USD/IDR Technical Analysis: The fourth drop to 61.8% Fibonacci, 200-week SMA on sight
- USD/IDR extends losses for the fifth week in a raw.
- 61.8% Fibonacci retracement of the 2017/18 rise has been activating the pair’s U-turn during the year.
- A seven-month-old falling trend line restricts short-term upside.
USD/IDR declines to the lowest since early-September, currently around 13,930, while heading into the European open on Monday. The pair tests 61.8% Fibonacci retracement of its 2017/18 rise. This support has triggered three bounces during the year, a failure to follow the suit can fetch the quote to 200-week Simple Moving Average (SMA).
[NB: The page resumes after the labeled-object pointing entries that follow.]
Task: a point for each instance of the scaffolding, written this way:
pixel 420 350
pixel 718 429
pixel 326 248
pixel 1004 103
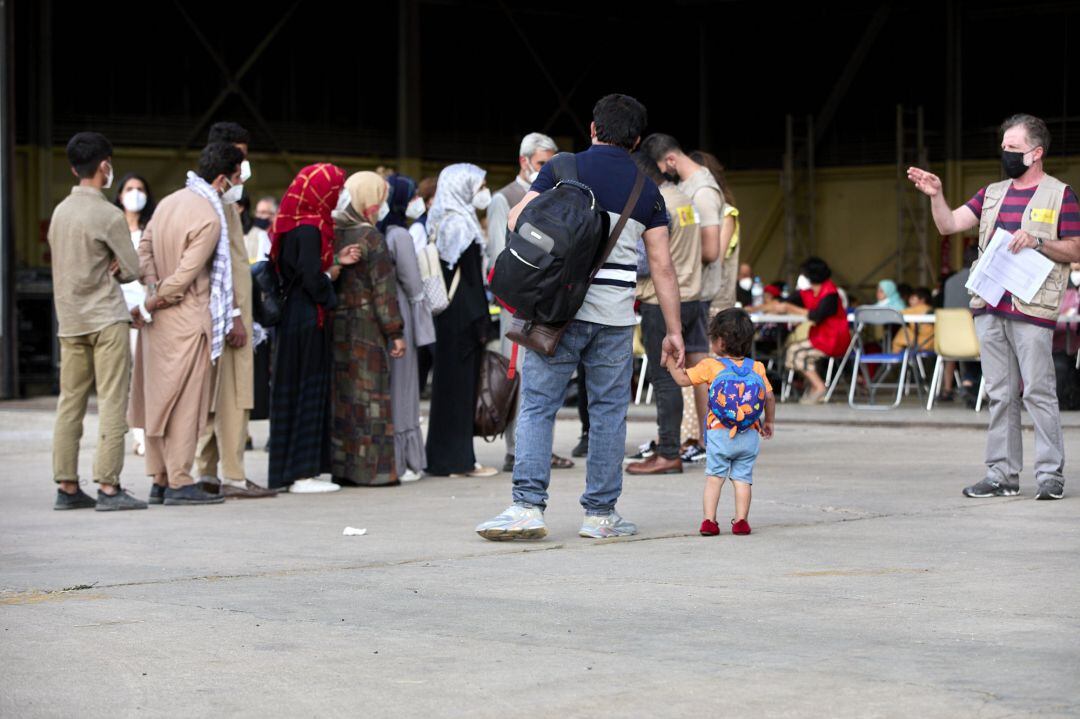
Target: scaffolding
pixel 799 200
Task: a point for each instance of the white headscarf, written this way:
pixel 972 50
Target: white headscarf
pixel 451 219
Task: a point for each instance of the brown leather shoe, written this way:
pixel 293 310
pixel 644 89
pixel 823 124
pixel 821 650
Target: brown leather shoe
pixel 250 490
pixel 656 464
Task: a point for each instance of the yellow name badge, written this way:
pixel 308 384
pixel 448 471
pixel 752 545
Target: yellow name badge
pixel 1045 215
pixel 686 215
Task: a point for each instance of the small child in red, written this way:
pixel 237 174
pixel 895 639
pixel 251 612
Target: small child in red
pixel 729 453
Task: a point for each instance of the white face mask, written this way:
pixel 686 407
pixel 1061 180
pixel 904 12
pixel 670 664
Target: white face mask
pixel 232 194
pixel 134 201
pixel 343 201
pixel 416 207
pixel 483 199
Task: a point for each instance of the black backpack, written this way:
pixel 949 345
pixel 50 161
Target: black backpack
pixel 559 239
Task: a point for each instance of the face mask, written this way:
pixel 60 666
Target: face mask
pixel 483 199
pixel 416 207
pixel 232 194
pixel 134 201
pixel 1013 163
pixel 345 200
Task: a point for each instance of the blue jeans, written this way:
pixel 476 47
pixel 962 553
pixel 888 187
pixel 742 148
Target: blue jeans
pixel 607 354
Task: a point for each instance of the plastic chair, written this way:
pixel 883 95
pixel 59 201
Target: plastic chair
pixel 955 340
pixel 876 316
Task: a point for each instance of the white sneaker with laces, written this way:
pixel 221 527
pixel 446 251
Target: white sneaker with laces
pixel 603 526
pixel 516 521
pixel 313 486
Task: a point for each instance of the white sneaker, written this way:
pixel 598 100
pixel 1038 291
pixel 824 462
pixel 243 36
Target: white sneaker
pixel 516 521
pixel 606 525
pixel 313 487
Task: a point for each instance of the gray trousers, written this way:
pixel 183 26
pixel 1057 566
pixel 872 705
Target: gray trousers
pixel 1012 351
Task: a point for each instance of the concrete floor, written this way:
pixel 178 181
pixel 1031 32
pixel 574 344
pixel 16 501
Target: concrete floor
pixel 869 587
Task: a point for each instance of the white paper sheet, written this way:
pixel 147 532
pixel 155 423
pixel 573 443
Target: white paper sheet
pixel 999 270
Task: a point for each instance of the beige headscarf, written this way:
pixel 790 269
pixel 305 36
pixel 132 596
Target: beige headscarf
pixel 366 191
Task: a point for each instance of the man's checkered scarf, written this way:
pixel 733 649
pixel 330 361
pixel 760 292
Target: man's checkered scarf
pixel 220 276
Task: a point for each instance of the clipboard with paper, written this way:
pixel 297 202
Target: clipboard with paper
pixel 999 271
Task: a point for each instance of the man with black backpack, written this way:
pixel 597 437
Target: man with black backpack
pixel 570 269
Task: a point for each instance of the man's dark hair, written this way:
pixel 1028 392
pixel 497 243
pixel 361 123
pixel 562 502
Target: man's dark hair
pixel 648 167
pixel 620 120
pixel 218 159
pixel 86 151
pixel 228 132
pixel 1036 129
pixel 817 270
pixel 736 329
pixel 658 145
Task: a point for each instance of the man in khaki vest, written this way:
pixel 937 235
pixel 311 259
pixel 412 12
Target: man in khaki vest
pixel 232 395
pixel 1015 337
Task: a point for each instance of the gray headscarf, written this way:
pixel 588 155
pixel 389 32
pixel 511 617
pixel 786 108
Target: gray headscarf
pixel 451 219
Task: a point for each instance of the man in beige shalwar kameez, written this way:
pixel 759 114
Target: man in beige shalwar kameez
pixel 171 390
pixel 232 393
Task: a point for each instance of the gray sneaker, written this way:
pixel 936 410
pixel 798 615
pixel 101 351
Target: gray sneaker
pixel 602 526
pixel 1050 489
pixel 122 500
pixel 516 521
pixel 991 488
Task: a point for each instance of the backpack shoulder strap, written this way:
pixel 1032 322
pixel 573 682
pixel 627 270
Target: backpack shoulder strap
pixel 617 230
pixel 565 166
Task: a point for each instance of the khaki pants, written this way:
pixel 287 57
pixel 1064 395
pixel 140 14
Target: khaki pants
pixel 100 361
pixel 226 434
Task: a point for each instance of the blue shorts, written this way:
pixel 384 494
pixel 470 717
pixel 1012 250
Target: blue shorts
pixel 731 457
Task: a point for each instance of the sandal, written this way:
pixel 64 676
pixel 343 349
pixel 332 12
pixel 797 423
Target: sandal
pixel 561 462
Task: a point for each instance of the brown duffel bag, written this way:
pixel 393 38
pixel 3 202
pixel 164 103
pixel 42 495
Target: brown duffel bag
pixel 496 395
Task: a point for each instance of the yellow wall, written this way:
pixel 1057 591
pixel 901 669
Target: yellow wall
pixel 855 225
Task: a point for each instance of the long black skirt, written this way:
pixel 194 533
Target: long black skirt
pixel 300 395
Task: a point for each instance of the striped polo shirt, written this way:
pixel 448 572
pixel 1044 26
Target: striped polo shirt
pixel 610 172
pixel 1009 219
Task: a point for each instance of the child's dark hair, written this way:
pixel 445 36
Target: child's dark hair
pixel 736 329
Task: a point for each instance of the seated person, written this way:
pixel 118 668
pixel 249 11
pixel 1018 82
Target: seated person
pixel 921 335
pixel 818 299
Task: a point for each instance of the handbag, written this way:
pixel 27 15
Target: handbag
pixel 431 276
pixel 543 337
pixel 496 396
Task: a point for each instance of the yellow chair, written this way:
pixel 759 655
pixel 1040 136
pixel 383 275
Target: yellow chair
pixel 955 340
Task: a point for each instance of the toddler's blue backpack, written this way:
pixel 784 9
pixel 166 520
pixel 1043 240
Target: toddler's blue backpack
pixel 737 395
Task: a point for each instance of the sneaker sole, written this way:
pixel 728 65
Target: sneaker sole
pixel 510 534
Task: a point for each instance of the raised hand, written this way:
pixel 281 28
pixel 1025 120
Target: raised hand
pixel 928 184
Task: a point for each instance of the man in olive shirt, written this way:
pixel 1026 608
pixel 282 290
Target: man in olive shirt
pixel 92 255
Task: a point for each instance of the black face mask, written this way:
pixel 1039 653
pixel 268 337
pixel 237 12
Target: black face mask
pixel 1013 163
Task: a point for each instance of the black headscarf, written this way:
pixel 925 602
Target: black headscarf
pixel 402 190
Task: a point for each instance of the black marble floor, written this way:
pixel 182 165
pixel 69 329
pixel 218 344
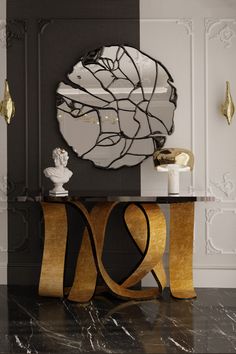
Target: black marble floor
pixel 32 324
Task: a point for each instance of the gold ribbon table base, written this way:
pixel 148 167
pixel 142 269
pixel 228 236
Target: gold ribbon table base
pixel 146 225
pixel 181 250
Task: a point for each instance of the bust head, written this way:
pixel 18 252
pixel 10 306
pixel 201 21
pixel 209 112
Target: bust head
pixel 60 157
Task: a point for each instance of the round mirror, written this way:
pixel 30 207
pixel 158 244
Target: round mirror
pixel 116 106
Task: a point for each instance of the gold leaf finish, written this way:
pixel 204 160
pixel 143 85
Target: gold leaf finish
pixel 227 108
pixel 7 106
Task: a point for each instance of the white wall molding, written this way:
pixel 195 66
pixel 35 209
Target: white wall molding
pixel 221 29
pixel 225 185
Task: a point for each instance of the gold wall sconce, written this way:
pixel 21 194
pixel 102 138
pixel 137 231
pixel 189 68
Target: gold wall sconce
pixel 227 108
pixel 7 106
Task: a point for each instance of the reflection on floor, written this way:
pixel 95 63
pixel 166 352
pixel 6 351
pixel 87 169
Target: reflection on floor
pixel 32 324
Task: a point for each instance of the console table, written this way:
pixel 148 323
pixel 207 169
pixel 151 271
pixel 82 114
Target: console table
pixel 146 224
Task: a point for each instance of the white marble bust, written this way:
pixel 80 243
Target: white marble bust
pixel 59 174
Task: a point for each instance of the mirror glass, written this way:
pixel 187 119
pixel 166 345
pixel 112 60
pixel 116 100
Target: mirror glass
pixel 116 106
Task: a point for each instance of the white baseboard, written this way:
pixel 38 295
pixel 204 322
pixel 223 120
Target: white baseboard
pixel 3 274
pixel 205 278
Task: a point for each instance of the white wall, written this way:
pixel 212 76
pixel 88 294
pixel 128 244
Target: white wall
pixel 3 152
pixel 196 40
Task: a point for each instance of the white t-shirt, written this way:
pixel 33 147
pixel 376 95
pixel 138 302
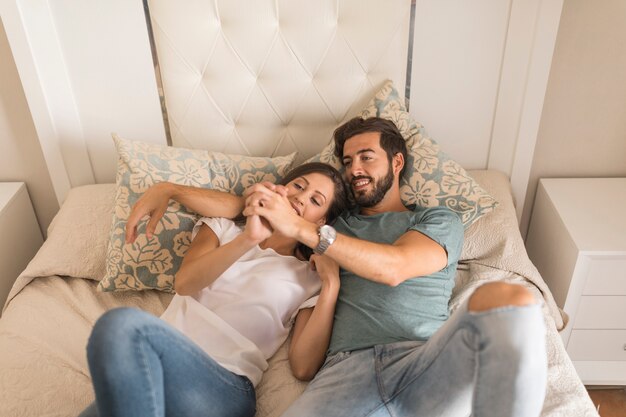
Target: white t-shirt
pixel 245 315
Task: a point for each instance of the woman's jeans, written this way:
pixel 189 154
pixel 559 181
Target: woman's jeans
pixel 142 366
pixel 483 364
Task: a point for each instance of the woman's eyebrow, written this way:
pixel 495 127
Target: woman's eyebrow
pixel 316 191
pixel 322 194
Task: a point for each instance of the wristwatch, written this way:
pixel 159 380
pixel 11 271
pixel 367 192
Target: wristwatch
pixel 327 236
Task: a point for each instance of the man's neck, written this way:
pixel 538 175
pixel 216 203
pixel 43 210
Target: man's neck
pixel 391 202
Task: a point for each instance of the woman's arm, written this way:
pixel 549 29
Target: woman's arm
pixel 313 327
pixel 206 260
pixel 153 203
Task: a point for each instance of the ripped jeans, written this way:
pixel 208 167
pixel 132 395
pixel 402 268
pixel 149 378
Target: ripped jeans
pixel 484 364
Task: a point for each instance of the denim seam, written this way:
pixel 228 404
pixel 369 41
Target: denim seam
pixel 202 358
pixel 462 326
pixel 141 341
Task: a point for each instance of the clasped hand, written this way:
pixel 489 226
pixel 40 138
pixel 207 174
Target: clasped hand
pixel 270 202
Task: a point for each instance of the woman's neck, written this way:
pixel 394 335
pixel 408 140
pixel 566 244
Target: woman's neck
pixel 280 243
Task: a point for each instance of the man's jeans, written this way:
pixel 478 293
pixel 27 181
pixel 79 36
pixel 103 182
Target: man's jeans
pixel 490 363
pixel 141 366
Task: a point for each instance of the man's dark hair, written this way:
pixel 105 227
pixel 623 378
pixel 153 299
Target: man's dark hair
pixel 391 139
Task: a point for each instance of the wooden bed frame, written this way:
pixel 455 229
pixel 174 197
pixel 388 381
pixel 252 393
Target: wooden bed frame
pixel 478 74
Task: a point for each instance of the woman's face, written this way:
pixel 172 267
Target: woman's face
pixel 311 196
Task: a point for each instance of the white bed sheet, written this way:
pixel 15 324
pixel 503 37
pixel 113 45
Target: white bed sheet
pixel 54 303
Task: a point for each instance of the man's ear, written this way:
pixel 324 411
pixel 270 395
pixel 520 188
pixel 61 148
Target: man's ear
pixel 397 163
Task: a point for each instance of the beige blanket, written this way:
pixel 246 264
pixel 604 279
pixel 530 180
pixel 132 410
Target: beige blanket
pixel 53 305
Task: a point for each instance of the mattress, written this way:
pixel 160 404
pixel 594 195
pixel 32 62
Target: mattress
pixel 54 304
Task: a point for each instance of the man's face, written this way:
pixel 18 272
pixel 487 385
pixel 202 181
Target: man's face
pixel 368 171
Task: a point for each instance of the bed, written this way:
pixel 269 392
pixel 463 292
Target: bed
pixel 303 88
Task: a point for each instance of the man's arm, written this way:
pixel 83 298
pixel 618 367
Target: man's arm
pixel 153 203
pixel 412 255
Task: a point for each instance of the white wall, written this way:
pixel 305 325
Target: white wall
pixel 583 125
pixel 21 158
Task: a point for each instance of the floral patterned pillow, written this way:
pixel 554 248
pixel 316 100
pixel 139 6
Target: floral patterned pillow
pixel 152 263
pixel 431 178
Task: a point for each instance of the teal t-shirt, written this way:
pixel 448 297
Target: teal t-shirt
pixel 369 313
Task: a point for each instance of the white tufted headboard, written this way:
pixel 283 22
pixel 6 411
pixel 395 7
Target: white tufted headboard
pixel 272 77
pixel 269 77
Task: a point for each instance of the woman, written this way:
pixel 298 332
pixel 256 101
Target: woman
pixel 237 294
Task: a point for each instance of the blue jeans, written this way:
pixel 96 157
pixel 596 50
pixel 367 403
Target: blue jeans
pixel 142 366
pixel 483 364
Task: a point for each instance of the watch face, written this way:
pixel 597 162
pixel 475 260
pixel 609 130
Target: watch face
pixel 328 233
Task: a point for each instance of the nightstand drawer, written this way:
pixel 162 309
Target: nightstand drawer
pixel 597 345
pixel 601 312
pixel 606 276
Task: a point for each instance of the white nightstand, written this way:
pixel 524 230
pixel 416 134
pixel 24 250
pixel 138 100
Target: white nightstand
pixel 19 232
pixel 577 240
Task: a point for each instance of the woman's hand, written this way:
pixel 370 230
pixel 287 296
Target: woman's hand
pixel 257 229
pixel 273 206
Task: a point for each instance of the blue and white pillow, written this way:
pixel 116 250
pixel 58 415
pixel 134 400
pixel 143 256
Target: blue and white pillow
pixel 152 263
pixel 431 177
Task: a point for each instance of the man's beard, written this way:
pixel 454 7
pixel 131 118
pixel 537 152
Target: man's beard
pixel 378 192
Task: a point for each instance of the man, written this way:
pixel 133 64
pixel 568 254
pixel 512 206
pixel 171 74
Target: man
pixel 394 351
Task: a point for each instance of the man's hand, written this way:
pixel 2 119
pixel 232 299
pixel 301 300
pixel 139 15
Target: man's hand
pixel 257 229
pixel 327 269
pixel 152 203
pixel 272 204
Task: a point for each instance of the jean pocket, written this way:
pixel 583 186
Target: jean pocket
pixel 334 359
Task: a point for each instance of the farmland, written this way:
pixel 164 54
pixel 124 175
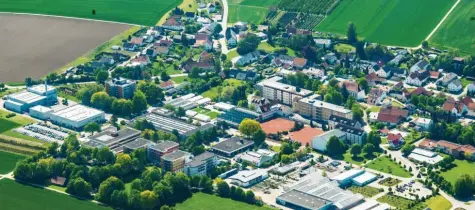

Hence, sellers will look for a weekly closing below 13,936, comprising the key Fibonacci retracement level, to target a 200-week SMA level of 13,766.
However, lows marked in February and July, near 13,895, can offer an intermediate halt to the south-run.
If prices keep trading down after 200-week SMA, 78.6% Fibonacci retracement level of 13,575 could lure the bears.
On the upside, a clear crossing of the multi-week-old falling trend line, close to 14,045/50, can trigger a fresh rise towards a 50% Fibonacci retracement level of 14,189.